Защитник встряхивает головой, как лошадь, которую укусила муха, и продолжает думать:
«Что-то теперь у меня дома делается? В эту пору обыкновенно все бывают дома: и жена, и теща, и дети… Детишки Колька и Зинка, наверное, теперь в моем кабинете… Колька стоит на кресле, уперся грудью о край стола и рисует что-нибудь на моих бумагах. Нарисовал уже лошадь с острой мордой и с точкой вместо глаза, человека с протянутой рукой, кривой домик; а Зина стоит тут же, около стола, вытягивает шею и старается увидеть, что нарисовал ее брат… „Нарисуй папу!“ — просит она. Колька принимается за меня. Человечек у него уже есть, остается только пририсовать черную бороду — и папа готов. Потом Колька начинает искать в Своде законов картинок, а Зина хозяйничает на столе.

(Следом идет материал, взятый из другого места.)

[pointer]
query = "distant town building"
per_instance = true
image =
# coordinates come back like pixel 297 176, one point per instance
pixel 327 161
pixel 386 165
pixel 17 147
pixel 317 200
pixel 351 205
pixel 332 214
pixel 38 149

Попалась на глаза сонетка — звонят; видят чернильницу — нужно палец обмакнуть; если ящик в столе не заперт, то это значит, что нужно порыться в нем. В конце концов обоих осеняет мысль, что оба они индейцы и что под моим столом они могут отлично прятаться от врагов. Оба лезут под стол, кричат, визжат и возятся там до тех пор, пока со стола не падает лампа или вазочка… Ох! А в гостиной теперь, наверное, солидно прогуливается мамка с третьим произведением… Произведение ревет, ревет… без конца ревет!»

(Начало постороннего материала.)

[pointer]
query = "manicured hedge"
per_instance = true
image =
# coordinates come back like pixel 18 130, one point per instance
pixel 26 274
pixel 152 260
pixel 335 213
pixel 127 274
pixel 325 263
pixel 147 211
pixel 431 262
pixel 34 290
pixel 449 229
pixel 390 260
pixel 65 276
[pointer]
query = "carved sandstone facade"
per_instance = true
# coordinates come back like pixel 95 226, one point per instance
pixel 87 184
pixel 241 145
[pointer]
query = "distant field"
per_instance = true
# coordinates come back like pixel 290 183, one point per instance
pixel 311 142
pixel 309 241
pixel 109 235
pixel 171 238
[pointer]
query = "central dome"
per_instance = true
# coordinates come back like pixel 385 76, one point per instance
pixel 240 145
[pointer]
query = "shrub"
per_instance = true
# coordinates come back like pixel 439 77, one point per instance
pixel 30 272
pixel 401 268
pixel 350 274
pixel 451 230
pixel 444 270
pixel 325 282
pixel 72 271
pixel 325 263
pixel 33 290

— По текущим счетам Копелова, — жужжит секретарь, — Ачкасова, Зимаковского и Чикиной проценты выданы не были, сумма же 1 425 рублей 41 копейка была приписана к остатку 1883 года…
«А может быть, у нас уже обедают! — плывут мысли у защитника. — За столом сидят теща, жена Надя, брат жены Вася, дети… У тещи по обыкновению на лице тупая озабоченность и выражение достоинства. Надя, худая, уже блекнущая, но всё еще с идеально белой, прозрачной кожицей на лице, сидит за столом с таким выражением, будто ее заставили насильно сидеть; она ничего не ест и делает вид, что больна. По лицу у нее, как у тещи, разлита озабоченность. Еще бы! У нее на руках дети, кухня, белье мужа, гости, моль в шубах, прием гостей, игра на пианино! Как много обязанностей и как мало работы! Надя и ее мать не делают решительно ничего. Если от скуки польют цветы или побранятся с кухаркой, то потом два дня стонут от утомления и говорят о каторге… Брат жены, Вася, тихо жует и угрюмо молчит, так как получил сегодня по латинскому языку единицу. Малый тихий, услужливый, признательный, но изнашивает такую массу сапог, брюк и книг, что просто беда… Детишки, конечно, капризничают. Требуют уксусу и перцу, жалуются друг на друга, то и дело роняют ложки. Даже при воспоминании голова кружится! Жена и теща зорко блюдут хороший тон… Храни бог положить локоть на стол, взять нож во весь кулак, или есть с ножа, или, подавая кушанье, подойти справа, а не слева. Все кушанья, даже ветчина с горошком, пахнут пудрой и монпансье. Всё невкусно, приторно, мизерно… Нет и тени добрых щей и каши, которые я ел, когда был холостяком. Теща и жена всё время говорят по-французски, но когда речь заходит обо мне, то теща начинает говорить по-русски, ибо такой бесчувственный, бессердечный, бесстыдный, грубый человек, как я, недостоин, чтобы о нем говорили на нежном французском языке… „Бедный Мишель, вероятно, проголодался, — говорит жена. — Выпил утром стакан чаю без хлеба, так и побежал в суд…“ — „Не беспокойся, матушка! — злорадствует теща. — Такой не проголодается! Небось, уж пять раз в буфет бегал. Устроили себе в суде буфет и каждые пять минут просят у председателя, нельзя ли перерыв сделать“. После обеда теща и жена толкуют о сокращении расходов… Считают, записывают и находят в конце концов, что расходы безобразно велики. Приглашается кухарка, начинают считать с ней вместе, попрекают ее, поднимается брань из-за пятака… Слезы, ядовитые слова… Потом уборка комнат, перестановка мебели — и всё от нечего делать».